Processing jobs accept a set of one or more input file paths and write to a set of one or more output file paths. Ideal for file conversion or other data preparation tasks.

  • Running locally, standard command line arguments for inputs and outputs are used as usual

  • Running remotely, data is uploaded and downloaded using S3 for tracking

Basic usage

Write a script with a main function that calls sagemaker_processing_main.

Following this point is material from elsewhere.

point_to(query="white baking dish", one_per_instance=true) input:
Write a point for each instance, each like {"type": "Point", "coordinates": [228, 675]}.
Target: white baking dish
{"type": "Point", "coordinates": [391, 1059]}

from aws_sagemaker_remote.processing import sagemaker_processing_main

def main(args):
    # your code here
    pass

if __name__ == '__main__':
    sagemaker_processing_main(
        script=__file__,
        main=main,
        # ...
    )

Pass function argument run=True or command line argument --sagemaker-run=True to run script remotely on SageMaker.

Processing Job Tracking

Use the SageMaker console to view a list of all processing jobs. For each job, SageMaker tracks:

  • Processing time

  • Container used

  • Link to CloudWatch logs

  • Path on S3 for each of:

    • Script file

    • Each input channel

    • Each output channel

    • Requirements file (if used)

    • Configuration script (if used)

    • Supporting code (if used)

Configuration

Many command line options are added by this command.

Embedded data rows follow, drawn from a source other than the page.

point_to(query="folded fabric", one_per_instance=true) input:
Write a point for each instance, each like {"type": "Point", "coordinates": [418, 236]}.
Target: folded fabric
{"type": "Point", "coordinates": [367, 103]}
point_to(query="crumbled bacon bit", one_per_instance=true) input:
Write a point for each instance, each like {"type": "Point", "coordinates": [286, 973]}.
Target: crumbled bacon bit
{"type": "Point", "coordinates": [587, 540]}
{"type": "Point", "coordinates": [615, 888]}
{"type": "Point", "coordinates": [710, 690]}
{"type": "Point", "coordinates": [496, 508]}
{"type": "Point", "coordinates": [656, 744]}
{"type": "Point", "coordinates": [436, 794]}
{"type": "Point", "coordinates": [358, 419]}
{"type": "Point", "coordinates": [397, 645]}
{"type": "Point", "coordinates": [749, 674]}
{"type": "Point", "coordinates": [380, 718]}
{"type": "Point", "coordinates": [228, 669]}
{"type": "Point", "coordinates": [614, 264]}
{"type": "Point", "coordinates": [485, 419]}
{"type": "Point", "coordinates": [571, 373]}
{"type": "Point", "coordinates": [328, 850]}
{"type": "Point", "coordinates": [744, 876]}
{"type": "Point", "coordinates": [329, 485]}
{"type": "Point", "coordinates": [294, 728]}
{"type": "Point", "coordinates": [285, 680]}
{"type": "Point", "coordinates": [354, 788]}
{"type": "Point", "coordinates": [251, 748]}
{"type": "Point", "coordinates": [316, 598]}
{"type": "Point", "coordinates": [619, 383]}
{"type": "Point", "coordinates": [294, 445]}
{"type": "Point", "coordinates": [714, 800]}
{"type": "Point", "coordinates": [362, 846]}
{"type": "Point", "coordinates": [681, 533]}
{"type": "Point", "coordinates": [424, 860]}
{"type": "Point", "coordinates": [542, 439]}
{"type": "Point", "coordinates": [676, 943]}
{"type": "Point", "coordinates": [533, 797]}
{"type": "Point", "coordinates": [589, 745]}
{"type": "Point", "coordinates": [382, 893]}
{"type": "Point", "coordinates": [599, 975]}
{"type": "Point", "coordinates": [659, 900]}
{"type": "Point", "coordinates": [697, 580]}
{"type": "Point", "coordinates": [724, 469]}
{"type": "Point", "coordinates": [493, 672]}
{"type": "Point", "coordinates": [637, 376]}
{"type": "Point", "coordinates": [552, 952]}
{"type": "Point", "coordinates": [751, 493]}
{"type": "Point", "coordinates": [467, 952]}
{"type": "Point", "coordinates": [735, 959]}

Option --sagemaker-run controls local or remote execution.

  • Set --sagemaker-run to a falsy value (no,false,0), the script will call your main function as usual and run locally.

  • Set --sagemaker-run to a truthy value (yes,true,1), the script will upload itself and any requirements or inputs to S3, execute remotely on SageMaker, and save outputs to S3, logging results to the terminal.

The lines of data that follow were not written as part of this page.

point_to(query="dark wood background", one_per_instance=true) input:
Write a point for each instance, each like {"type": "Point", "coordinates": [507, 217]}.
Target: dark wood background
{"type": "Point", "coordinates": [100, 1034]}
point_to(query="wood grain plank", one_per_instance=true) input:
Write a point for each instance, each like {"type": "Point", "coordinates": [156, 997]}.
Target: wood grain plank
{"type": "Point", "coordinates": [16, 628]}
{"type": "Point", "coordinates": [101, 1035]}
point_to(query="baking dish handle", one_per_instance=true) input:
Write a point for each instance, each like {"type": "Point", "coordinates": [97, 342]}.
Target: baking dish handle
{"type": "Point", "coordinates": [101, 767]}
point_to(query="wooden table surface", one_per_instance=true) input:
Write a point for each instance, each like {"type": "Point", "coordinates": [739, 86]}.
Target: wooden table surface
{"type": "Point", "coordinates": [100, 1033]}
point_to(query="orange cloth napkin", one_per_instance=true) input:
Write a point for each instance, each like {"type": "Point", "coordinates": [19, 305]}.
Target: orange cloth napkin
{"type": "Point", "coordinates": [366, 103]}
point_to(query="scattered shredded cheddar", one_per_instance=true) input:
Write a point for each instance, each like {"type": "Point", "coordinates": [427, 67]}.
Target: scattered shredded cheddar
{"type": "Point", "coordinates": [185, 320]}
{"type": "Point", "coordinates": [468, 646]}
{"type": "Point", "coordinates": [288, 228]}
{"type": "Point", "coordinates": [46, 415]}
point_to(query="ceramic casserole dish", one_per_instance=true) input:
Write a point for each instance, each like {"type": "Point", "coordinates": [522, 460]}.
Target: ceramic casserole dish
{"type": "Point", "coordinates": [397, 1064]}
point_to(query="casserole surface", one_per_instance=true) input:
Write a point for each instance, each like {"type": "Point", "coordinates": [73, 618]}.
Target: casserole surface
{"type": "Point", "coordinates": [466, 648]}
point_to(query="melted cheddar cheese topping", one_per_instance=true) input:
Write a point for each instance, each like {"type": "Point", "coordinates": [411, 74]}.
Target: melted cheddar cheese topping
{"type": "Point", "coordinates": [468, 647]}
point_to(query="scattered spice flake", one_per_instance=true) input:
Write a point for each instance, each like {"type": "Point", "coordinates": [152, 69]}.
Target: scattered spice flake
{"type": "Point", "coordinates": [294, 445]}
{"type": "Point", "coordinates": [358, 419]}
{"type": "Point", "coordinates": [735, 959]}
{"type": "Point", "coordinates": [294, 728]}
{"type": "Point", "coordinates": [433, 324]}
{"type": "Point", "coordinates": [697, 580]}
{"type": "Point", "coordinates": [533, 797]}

Set --sagemaker-wait truthy to tail logs and wait for completion or falsy to complete when the job starts.

Defaults are set through code. Defaults can be overwritten on the command line. For example:

  • Use the function argument image to set the default container image for your script

  • Use the command line argument --sagemaker-image to override the container image on a particular run

See functions and commands (todo: links)

Environment Customization

The environment can be customized in multiple ways.

  • Instance

    • Function argument instance

    • Command line argument --sagemaker-instance

    • Select instance type of machine running the container

  • Image

    • Function argument image

    • Command line argument --sagemaker-image

    • Accepts URI of Docker container image on ECR to run

    • Build a custom Docker image for major customizations

  • Configuration script

    • Function argument configuration_script

    • Command line argument --sagemaker-configuration-script

    • Accepts path to a text file. Will upload text file to S3 and run source [file].

    • Batch script for minor customization, e.g., export MYVAR=value or yum install -y mypackage

  • Requirements file

  • Module uploads

    • Function argument modules

      • Dictionary of [key]->[value]

      • Each key will create command line argument --key that defaults to value

    • Each value is a directory containing a Python module that will be uploaded to S3, downloaded to SageMaker, and put on the PYTHONPATH

    • For example, if directory mymodule contains the files __init__.py and myfile.py and myfile.py contains def myfunction():..., pass modules={'mymodule':'path/to/mymodule'} to sagemaker_processing_main and then use from mymodule.myfile import myfunction in your script.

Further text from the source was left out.